Successful development of advanced fission and future fusion reactors requires high performance structural materials that can provide long-term service in extremely hostile environments. Nano-structured ferritic alloys (NFA) show great promise of meeting these challenges. NFA have high tensile and creep strengths permitting operation up to 800℃. They also show remarkable resistance to radiation damage, and can manage a high concentration of He (1). The outstanding properties of NFA derive from an ultrahigh density of nano-scale Y-Ti-O enriched features (NF) that provide dispersion strengthening, stabilize dislocation and fine grain structures, reduce excess concentrations of displacement defects, and trap He in fine bubbles.

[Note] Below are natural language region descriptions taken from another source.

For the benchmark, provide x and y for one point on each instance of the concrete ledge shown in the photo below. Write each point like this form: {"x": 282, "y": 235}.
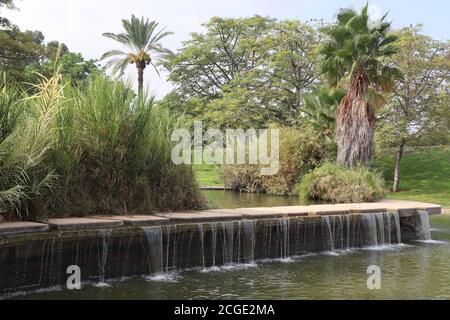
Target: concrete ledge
{"x": 199, "y": 216}
{"x": 404, "y": 208}
{"x": 22, "y": 227}
{"x": 62, "y": 224}
{"x": 135, "y": 220}
{"x": 252, "y": 213}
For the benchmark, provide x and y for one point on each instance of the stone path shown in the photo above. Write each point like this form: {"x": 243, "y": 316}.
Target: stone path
{"x": 405, "y": 208}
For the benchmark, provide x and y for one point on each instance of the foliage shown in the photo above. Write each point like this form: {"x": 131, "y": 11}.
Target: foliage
{"x": 300, "y": 151}
{"x": 24, "y": 148}
{"x": 109, "y": 151}
{"x": 419, "y": 110}
{"x": 340, "y": 184}
{"x": 242, "y": 177}
{"x": 25, "y": 56}
{"x": 143, "y": 42}
{"x": 8, "y": 4}
{"x": 355, "y": 55}
{"x": 319, "y": 109}
{"x": 245, "y": 72}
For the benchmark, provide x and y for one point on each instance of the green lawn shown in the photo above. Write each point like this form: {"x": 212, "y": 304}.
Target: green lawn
{"x": 425, "y": 176}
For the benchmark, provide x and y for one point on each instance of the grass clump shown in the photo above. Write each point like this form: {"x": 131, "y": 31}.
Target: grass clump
{"x": 340, "y": 184}
{"x": 300, "y": 151}
{"x": 92, "y": 149}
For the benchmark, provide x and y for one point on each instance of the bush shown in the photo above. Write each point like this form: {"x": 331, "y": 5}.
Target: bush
{"x": 340, "y": 184}
{"x": 242, "y": 178}
{"x": 109, "y": 151}
{"x": 300, "y": 151}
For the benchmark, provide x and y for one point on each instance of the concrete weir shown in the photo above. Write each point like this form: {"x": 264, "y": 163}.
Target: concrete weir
{"x": 36, "y": 254}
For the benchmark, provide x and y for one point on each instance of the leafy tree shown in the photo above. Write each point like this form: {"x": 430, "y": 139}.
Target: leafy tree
{"x": 319, "y": 109}
{"x": 8, "y": 4}
{"x": 143, "y": 41}
{"x": 17, "y": 50}
{"x": 246, "y": 71}
{"x": 354, "y": 56}
{"x": 420, "y": 107}
{"x": 72, "y": 66}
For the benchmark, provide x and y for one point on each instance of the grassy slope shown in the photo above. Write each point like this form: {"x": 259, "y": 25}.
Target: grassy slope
{"x": 425, "y": 176}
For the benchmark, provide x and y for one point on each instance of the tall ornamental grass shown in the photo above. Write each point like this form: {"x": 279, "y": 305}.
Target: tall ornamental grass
{"x": 94, "y": 149}
{"x": 341, "y": 184}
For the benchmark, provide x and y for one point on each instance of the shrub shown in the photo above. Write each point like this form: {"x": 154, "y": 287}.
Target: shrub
{"x": 242, "y": 178}
{"x": 300, "y": 151}
{"x": 341, "y": 184}
{"x": 109, "y": 151}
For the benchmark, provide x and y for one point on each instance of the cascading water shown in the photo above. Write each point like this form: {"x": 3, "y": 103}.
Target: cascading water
{"x": 248, "y": 228}
{"x": 424, "y": 229}
{"x": 155, "y": 248}
{"x": 362, "y": 230}
{"x": 160, "y": 249}
{"x": 105, "y": 239}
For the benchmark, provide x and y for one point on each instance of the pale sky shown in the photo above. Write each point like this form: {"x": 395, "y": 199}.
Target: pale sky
{"x": 80, "y": 24}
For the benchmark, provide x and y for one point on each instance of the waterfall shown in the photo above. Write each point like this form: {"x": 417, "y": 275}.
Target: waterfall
{"x": 213, "y": 228}
{"x": 202, "y": 242}
{"x": 424, "y": 232}
{"x": 155, "y": 248}
{"x": 328, "y": 233}
{"x": 248, "y": 230}
{"x": 105, "y": 239}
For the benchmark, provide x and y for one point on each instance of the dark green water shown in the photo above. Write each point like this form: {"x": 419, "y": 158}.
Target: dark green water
{"x": 411, "y": 271}
{"x": 231, "y": 199}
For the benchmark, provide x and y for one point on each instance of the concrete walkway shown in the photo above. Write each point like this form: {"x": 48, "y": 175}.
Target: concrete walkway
{"x": 405, "y": 208}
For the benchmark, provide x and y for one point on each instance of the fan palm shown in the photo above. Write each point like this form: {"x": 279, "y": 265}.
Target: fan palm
{"x": 143, "y": 42}
{"x": 355, "y": 55}
{"x": 319, "y": 109}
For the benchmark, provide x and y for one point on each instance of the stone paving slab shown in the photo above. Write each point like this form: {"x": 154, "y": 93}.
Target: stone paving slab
{"x": 255, "y": 213}
{"x": 136, "y": 220}
{"x": 61, "y": 224}
{"x": 22, "y": 227}
{"x": 408, "y": 207}
{"x": 198, "y": 216}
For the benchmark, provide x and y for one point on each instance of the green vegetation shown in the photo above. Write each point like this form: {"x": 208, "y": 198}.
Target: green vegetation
{"x": 90, "y": 150}
{"x": 209, "y": 175}
{"x": 340, "y": 184}
{"x": 355, "y": 56}
{"x": 425, "y": 176}
{"x": 300, "y": 151}
{"x": 141, "y": 38}
{"x": 74, "y": 141}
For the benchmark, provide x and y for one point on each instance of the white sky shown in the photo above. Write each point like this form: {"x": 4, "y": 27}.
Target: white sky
{"x": 80, "y": 24}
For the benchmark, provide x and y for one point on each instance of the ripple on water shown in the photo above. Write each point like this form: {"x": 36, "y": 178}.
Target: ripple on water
{"x": 164, "y": 277}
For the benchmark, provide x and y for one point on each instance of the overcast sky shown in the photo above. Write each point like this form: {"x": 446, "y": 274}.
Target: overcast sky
{"x": 80, "y": 24}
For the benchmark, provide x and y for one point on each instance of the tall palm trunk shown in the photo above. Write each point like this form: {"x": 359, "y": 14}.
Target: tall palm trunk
{"x": 398, "y": 159}
{"x": 140, "y": 67}
{"x": 355, "y": 123}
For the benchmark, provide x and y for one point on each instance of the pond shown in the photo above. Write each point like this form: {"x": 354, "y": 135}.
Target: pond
{"x": 230, "y": 199}
{"x": 412, "y": 270}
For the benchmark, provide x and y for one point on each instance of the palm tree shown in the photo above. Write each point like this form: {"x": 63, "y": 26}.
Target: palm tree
{"x": 319, "y": 109}
{"x": 142, "y": 40}
{"x": 355, "y": 56}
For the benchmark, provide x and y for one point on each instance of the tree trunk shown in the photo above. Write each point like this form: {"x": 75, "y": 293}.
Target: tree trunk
{"x": 355, "y": 125}
{"x": 140, "y": 67}
{"x": 398, "y": 158}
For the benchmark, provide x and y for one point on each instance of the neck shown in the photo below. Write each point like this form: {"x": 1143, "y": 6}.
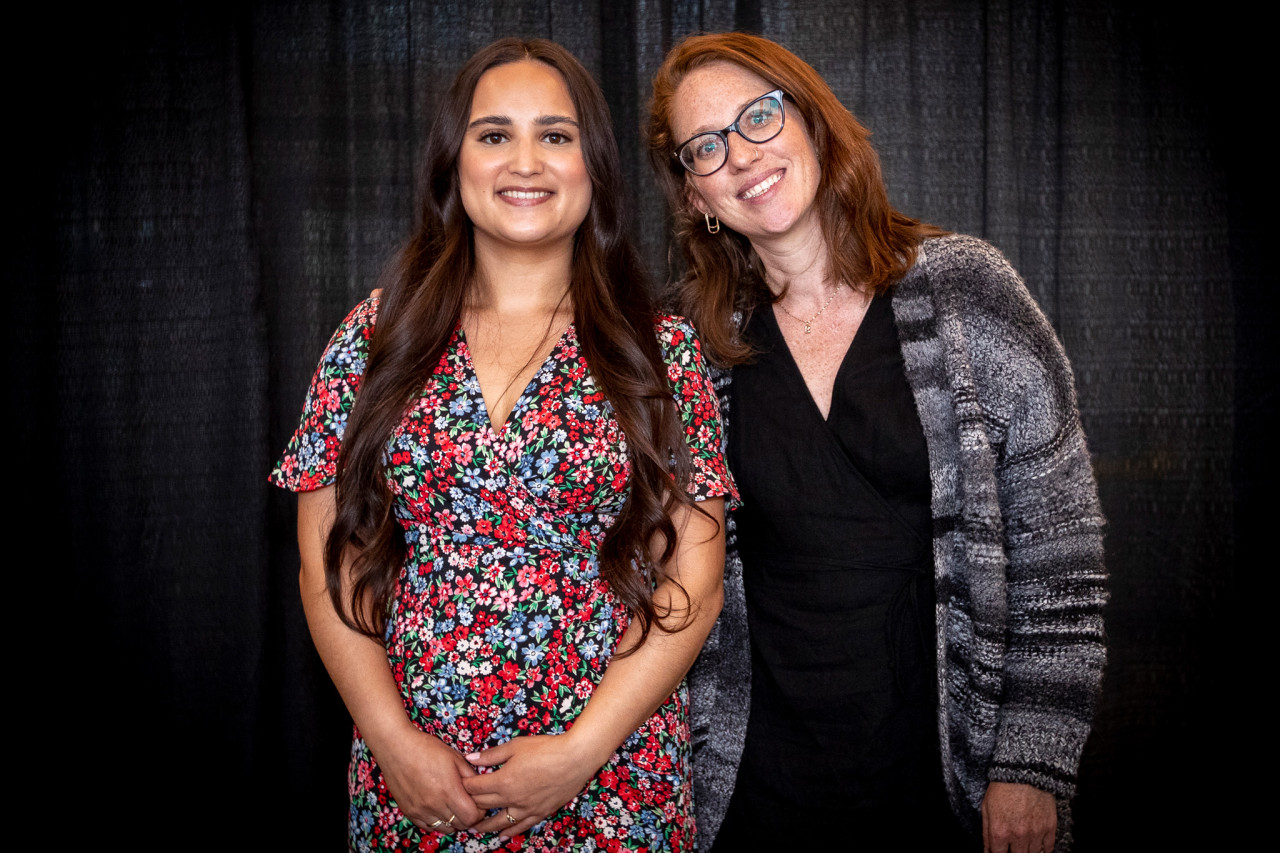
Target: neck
{"x": 796, "y": 263}
{"x": 520, "y": 279}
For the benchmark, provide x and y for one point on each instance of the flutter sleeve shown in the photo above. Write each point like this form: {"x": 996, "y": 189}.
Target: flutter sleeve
{"x": 311, "y": 459}
{"x": 699, "y": 410}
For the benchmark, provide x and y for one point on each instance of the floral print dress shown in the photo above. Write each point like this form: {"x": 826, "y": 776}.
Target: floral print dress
{"x": 501, "y": 624}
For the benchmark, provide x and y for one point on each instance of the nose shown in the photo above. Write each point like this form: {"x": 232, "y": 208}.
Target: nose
{"x": 526, "y": 156}
{"x": 741, "y": 153}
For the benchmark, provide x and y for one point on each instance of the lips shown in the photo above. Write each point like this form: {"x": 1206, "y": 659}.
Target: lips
{"x": 525, "y": 196}
{"x": 760, "y": 187}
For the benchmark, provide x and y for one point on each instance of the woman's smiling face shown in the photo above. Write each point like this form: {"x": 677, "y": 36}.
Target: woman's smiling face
{"x": 764, "y": 191}
{"x": 521, "y": 173}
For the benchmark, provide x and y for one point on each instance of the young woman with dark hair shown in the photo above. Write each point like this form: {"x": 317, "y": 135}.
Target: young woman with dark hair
{"x": 912, "y": 637}
{"x": 503, "y": 564}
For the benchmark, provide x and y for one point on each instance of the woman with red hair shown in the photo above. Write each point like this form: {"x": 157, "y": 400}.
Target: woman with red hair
{"x": 912, "y": 641}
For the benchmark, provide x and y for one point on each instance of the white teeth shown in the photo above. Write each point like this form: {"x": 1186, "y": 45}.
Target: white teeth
{"x": 763, "y": 186}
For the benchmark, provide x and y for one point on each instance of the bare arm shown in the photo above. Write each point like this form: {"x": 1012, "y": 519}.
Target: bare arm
{"x": 423, "y": 774}
{"x": 543, "y": 772}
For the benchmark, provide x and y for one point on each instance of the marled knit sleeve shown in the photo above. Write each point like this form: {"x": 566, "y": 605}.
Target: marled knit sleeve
{"x": 1052, "y": 530}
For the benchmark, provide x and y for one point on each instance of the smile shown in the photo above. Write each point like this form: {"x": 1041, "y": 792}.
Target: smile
{"x": 525, "y": 195}
{"x": 760, "y": 188}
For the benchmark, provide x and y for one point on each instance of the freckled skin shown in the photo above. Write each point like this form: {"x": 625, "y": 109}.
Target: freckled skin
{"x": 709, "y": 99}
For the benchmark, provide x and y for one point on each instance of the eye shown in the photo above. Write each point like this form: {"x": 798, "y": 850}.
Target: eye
{"x": 762, "y": 113}
{"x": 705, "y": 147}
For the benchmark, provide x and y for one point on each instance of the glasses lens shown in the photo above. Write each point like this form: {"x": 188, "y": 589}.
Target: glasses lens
{"x": 762, "y": 121}
{"x": 703, "y": 154}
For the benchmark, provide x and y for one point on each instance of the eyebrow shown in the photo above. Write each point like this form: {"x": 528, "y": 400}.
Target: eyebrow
{"x": 502, "y": 121}
{"x": 741, "y": 106}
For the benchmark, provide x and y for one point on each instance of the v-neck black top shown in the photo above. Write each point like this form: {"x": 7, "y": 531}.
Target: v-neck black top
{"x": 836, "y": 546}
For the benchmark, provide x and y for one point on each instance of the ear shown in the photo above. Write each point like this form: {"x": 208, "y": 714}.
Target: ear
{"x": 695, "y": 199}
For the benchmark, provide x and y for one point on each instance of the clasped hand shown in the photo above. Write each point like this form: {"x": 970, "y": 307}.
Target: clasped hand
{"x": 538, "y": 775}
{"x": 426, "y": 778}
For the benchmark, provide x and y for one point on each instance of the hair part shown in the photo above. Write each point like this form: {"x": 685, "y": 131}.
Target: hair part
{"x": 425, "y": 291}
{"x": 871, "y": 245}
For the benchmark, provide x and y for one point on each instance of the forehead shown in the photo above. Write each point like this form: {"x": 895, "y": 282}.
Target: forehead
{"x": 711, "y": 96}
{"x": 525, "y": 87}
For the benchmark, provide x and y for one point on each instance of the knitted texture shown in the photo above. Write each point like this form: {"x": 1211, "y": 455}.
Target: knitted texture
{"x": 1016, "y": 546}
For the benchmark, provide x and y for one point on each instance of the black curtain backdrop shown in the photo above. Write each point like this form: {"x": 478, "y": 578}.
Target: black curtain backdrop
{"x": 204, "y": 191}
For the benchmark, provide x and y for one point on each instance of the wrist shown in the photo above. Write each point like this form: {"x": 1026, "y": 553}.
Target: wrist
{"x": 586, "y": 749}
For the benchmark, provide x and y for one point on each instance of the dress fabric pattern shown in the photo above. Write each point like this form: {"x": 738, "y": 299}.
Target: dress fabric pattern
{"x": 502, "y": 624}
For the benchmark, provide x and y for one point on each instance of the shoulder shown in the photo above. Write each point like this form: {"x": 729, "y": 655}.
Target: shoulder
{"x": 359, "y": 323}
{"x": 348, "y": 346}
{"x": 679, "y": 340}
{"x": 960, "y": 261}
{"x": 972, "y": 283}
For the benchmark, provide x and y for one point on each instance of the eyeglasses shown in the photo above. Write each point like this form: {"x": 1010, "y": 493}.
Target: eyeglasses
{"x": 762, "y": 121}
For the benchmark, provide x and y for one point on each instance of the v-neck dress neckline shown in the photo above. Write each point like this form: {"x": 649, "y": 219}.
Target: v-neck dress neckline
{"x": 480, "y": 402}
{"x": 836, "y": 547}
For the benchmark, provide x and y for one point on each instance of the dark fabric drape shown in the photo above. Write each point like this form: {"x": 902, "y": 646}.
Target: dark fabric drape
{"x": 205, "y": 191}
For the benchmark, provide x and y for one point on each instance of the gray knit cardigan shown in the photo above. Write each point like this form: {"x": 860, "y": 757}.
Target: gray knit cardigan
{"x": 1016, "y": 546}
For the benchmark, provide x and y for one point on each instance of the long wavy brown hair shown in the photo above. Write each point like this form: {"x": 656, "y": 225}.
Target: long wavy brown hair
{"x": 425, "y": 290}
{"x": 871, "y": 243}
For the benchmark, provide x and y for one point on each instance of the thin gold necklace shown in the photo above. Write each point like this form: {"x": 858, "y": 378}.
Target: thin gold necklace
{"x": 808, "y": 324}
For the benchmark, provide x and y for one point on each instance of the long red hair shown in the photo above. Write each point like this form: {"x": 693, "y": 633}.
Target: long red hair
{"x": 871, "y": 243}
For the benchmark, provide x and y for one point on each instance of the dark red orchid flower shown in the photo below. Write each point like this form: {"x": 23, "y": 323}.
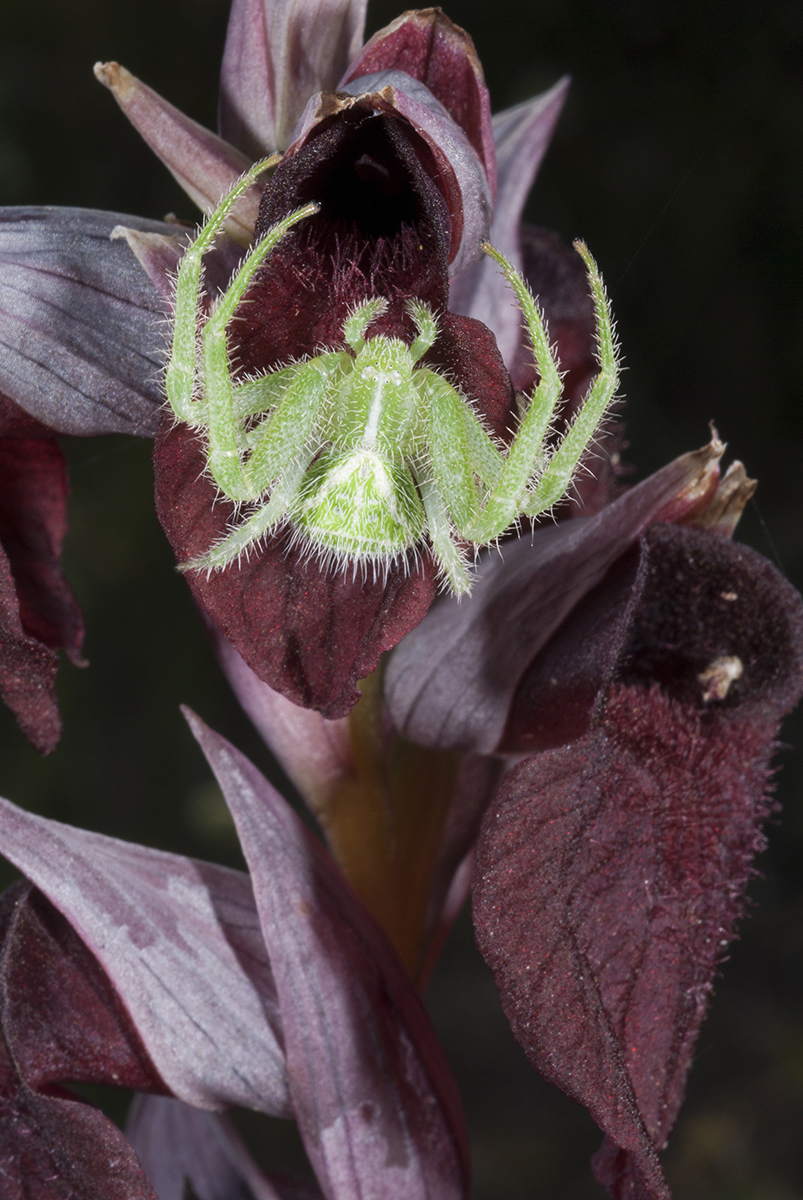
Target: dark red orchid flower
{"x": 635, "y": 665}
{"x": 396, "y": 143}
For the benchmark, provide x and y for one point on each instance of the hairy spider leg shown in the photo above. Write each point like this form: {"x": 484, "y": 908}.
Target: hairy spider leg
{"x": 259, "y": 523}
{"x": 359, "y": 321}
{"x": 562, "y": 465}
{"x": 508, "y": 496}
{"x": 511, "y": 495}
{"x": 444, "y": 550}
{"x": 180, "y": 376}
{"x": 225, "y": 449}
{"x": 426, "y": 325}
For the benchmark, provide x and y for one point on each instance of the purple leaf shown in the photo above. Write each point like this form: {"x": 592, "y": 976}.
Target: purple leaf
{"x": 28, "y": 671}
{"x": 437, "y": 53}
{"x": 453, "y": 681}
{"x": 522, "y": 136}
{"x": 373, "y": 1097}
{"x": 202, "y": 163}
{"x": 61, "y": 1019}
{"x": 276, "y": 57}
{"x": 82, "y": 345}
{"x": 315, "y": 754}
{"x": 610, "y": 871}
{"x": 33, "y": 525}
{"x": 180, "y": 1146}
{"x": 37, "y": 609}
{"x": 455, "y": 166}
{"x": 180, "y": 942}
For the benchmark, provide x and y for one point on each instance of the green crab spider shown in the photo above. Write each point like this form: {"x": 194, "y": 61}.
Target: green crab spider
{"x": 360, "y": 450}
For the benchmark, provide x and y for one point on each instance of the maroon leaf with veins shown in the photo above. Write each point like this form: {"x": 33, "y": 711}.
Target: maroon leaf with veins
{"x": 521, "y": 136}
{"x": 61, "y": 1019}
{"x": 373, "y": 1097}
{"x": 610, "y": 871}
{"x": 181, "y": 946}
{"x": 453, "y": 681}
{"x": 33, "y": 523}
{"x": 37, "y": 609}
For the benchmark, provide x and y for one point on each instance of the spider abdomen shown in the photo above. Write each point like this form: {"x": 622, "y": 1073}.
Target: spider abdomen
{"x": 359, "y": 504}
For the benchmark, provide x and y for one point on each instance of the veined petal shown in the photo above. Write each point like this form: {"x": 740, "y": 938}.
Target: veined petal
{"x": 202, "y": 163}
{"x": 277, "y": 54}
{"x": 316, "y": 754}
{"x": 184, "y": 1149}
{"x": 180, "y": 942}
{"x": 522, "y": 136}
{"x": 371, "y": 1091}
{"x": 453, "y": 679}
{"x": 81, "y": 347}
{"x": 439, "y": 54}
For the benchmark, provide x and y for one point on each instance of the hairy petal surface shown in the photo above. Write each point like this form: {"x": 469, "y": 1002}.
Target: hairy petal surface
{"x": 81, "y": 343}
{"x": 453, "y": 681}
{"x": 61, "y": 1019}
{"x": 277, "y": 54}
{"x": 373, "y": 1097}
{"x": 610, "y": 871}
{"x": 180, "y": 942}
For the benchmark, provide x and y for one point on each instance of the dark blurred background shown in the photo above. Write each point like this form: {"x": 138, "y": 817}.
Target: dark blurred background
{"x": 678, "y": 160}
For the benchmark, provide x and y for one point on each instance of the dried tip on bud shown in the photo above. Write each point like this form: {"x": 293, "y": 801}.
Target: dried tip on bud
{"x": 115, "y": 78}
{"x": 723, "y": 514}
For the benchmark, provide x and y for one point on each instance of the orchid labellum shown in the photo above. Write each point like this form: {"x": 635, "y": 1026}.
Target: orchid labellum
{"x": 348, "y": 415}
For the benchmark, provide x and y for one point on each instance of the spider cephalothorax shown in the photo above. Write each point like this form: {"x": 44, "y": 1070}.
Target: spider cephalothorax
{"x": 363, "y": 451}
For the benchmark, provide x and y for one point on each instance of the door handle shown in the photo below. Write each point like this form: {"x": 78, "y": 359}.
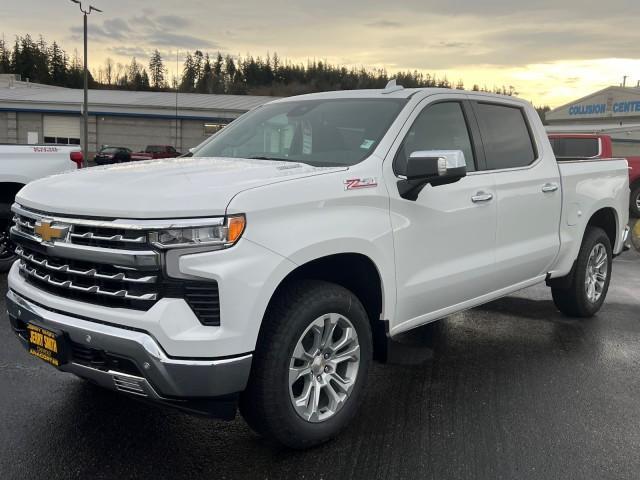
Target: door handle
{"x": 481, "y": 197}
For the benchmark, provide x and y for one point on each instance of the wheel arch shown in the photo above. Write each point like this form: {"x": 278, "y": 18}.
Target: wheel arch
{"x": 354, "y": 271}
{"x": 607, "y": 219}
{"x": 9, "y": 190}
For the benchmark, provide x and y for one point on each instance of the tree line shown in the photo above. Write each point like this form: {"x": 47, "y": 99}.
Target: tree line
{"x": 50, "y": 64}
{"x": 41, "y": 62}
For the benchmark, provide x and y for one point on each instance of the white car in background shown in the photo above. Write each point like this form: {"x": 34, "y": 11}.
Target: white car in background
{"x": 19, "y": 165}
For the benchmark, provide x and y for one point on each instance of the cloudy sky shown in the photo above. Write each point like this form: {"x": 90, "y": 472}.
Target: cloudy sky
{"x": 551, "y": 51}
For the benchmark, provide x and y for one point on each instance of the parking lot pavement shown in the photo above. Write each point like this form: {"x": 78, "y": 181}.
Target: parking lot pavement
{"x": 513, "y": 390}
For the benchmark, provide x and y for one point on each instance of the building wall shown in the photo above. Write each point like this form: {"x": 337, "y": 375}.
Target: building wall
{"x": 29, "y": 122}
{"x": 192, "y": 133}
{"x": 4, "y": 127}
{"x": 138, "y": 132}
{"x": 133, "y": 132}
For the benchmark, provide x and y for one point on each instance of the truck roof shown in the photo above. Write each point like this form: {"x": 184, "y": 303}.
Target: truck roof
{"x": 394, "y": 92}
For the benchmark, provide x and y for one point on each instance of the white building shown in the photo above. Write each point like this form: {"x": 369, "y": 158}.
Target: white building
{"x": 35, "y": 113}
{"x": 614, "y": 111}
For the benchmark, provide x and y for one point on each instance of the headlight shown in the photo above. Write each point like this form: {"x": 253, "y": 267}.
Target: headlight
{"x": 222, "y": 234}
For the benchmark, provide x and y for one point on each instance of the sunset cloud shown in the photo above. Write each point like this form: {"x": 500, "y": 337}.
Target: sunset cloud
{"x": 550, "y": 51}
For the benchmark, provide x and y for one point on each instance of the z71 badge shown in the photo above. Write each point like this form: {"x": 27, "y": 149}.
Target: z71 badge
{"x": 355, "y": 183}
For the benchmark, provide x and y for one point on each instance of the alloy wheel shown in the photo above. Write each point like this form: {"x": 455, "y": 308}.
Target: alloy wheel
{"x": 597, "y": 270}
{"x": 323, "y": 367}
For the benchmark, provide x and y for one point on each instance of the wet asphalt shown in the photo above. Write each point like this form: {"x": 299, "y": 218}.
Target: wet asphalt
{"x": 513, "y": 390}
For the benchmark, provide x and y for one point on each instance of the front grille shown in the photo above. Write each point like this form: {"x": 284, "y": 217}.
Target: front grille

The first NFA processing step is mechanical alloying (MA) Fe-12 to 14Cr-0.3 to 0.6Ti-l to 3W alloy powder with Y_2O_3 by ball milling. The MA dissolves the Y and O in the ferrite matrix, which subsequently precipitate as NF during hot consolidation by extrusion or hot isostatic pressing. [1]. Ball milling, however, does not always produce uniform concentrations of dissolved Y and O, or corresponding homogeneous distributions of NF. Regions of lower NF concentrations are softer and experience dislocation recovery and grain growth leading to bimodal grain size distributions, reducing the NFA fracture toughness and strength. The atom probe map of Ti in Fig. la shows a non-uniform NF distribution resulting in a bimodal grain structure shown in Fig. lb. The objective of this research is to develop improved milling methods that produce homogeneous distributions of NF. The research approach uses systematic variations of milling parameters, combined with a rapid screening method to characterize their relative successes.